XXXHet tweede bezwaar is dat de rechtsprekende partij hier zèlf betrokken was in de keten van wederzijdse vergeldingsoorlogen. De partij die wraak had genomen bij het verdrag van Versailles beschuldigde hier de andere partij een vergeldingsoorlog te zijn begonnen. De ene fietsendief veroordeelde de andere fietsendief met het argument dat men iedere misdaad op zichzelf moet bekijken. Als men bij het proces in Neurenberg een onafhankelijk derde partij had aangewezen om een objectief oordeel te vellen was deze vrijwel zeker tot het oordeel gekomen dat zowel de Duitsers als de geallieerden schuldig waren aan het voeren van een reeks vernietigende vergeldingsoorlogen.

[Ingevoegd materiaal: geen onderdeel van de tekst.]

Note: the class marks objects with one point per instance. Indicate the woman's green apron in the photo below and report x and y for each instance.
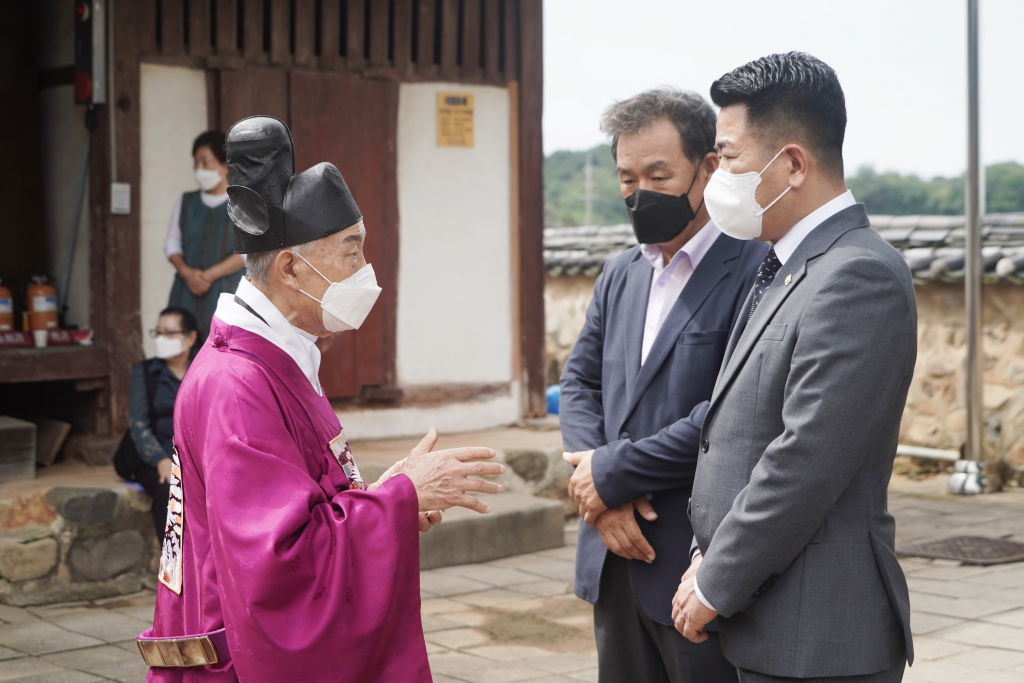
(206, 241)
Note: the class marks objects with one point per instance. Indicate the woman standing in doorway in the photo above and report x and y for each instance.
(200, 245)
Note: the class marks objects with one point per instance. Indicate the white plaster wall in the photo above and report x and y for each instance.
(415, 421)
(455, 299)
(172, 105)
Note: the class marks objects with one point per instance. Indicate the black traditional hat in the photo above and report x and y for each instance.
(270, 207)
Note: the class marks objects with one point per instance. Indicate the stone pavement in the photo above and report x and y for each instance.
(515, 619)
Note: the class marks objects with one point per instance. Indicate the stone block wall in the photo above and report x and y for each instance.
(76, 544)
(935, 415)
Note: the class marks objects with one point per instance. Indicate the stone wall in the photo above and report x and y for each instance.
(565, 301)
(76, 544)
(935, 414)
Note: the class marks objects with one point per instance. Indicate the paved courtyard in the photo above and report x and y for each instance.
(515, 619)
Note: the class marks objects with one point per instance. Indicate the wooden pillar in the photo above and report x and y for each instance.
(531, 207)
(115, 240)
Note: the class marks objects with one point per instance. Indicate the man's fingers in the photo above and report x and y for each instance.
(426, 443)
(475, 504)
(645, 509)
(640, 543)
(470, 453)
(590, 515)
(629, 548)
(481, 468)
(572, 458)
(481, 486)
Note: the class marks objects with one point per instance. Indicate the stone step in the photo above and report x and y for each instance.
(517, 523)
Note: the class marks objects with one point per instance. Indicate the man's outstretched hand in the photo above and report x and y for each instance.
(442, 478)
(429, 519)
(582, 487)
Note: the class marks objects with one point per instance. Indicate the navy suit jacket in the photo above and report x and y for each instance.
(638, 420)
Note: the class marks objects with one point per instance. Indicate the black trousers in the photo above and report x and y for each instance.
(147, 476)
(892, 675)
(633, 647)
(129, 466)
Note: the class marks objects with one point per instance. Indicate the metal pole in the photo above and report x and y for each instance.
(76, 220)
(972, 267)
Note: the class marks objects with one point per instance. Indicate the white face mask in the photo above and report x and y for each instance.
(347, 303)
(167, 347)
(207, 178)
(730, 202)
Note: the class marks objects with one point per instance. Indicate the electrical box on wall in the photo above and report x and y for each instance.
(120, 199)
(90, 51)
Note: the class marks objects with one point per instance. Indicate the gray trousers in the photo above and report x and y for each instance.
(897, 663)
(891, 675)
(632, 647)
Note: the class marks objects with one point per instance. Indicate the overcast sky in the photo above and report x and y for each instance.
(902, 65)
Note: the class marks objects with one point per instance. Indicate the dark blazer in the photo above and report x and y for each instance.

XXXHet proces van Neurenberg was onbevredigend. Maar had het anders gekund? Het benoemen van een onafhankelijke derde partij was historisch niet mogelijk. Had men dan géén proces moeten voeren? Ondanks alle bezwaren heeft het proces gewerkt als een catharsis. Het heeft bijgedragen aan de gedachte dat de oorlog voorbij was, dat de ergste misdadigers waren gestraft en dat men nu met een zo goed mogelijk schoon gemaakte lei opnieuw moest beginnen.
XXXMaar tegelijkertijd kan men zich afvragen of het tribunaal voor de toekomst wel zo gunstig heeft gewerkt. Het heeft een aanvechtbaar en ook gevaarlijk precedent geschapen: in de toekomst zou ieder overeenkomstig, door de overwinnaars ingesteld tribunaal, zich beroepend op het prestigieuze proces van Neurenberg, zijn beschrijving van de voorafgaande keten van historische gebeurtenissen op een voor hen gunstig moment kunnen laten beginnen.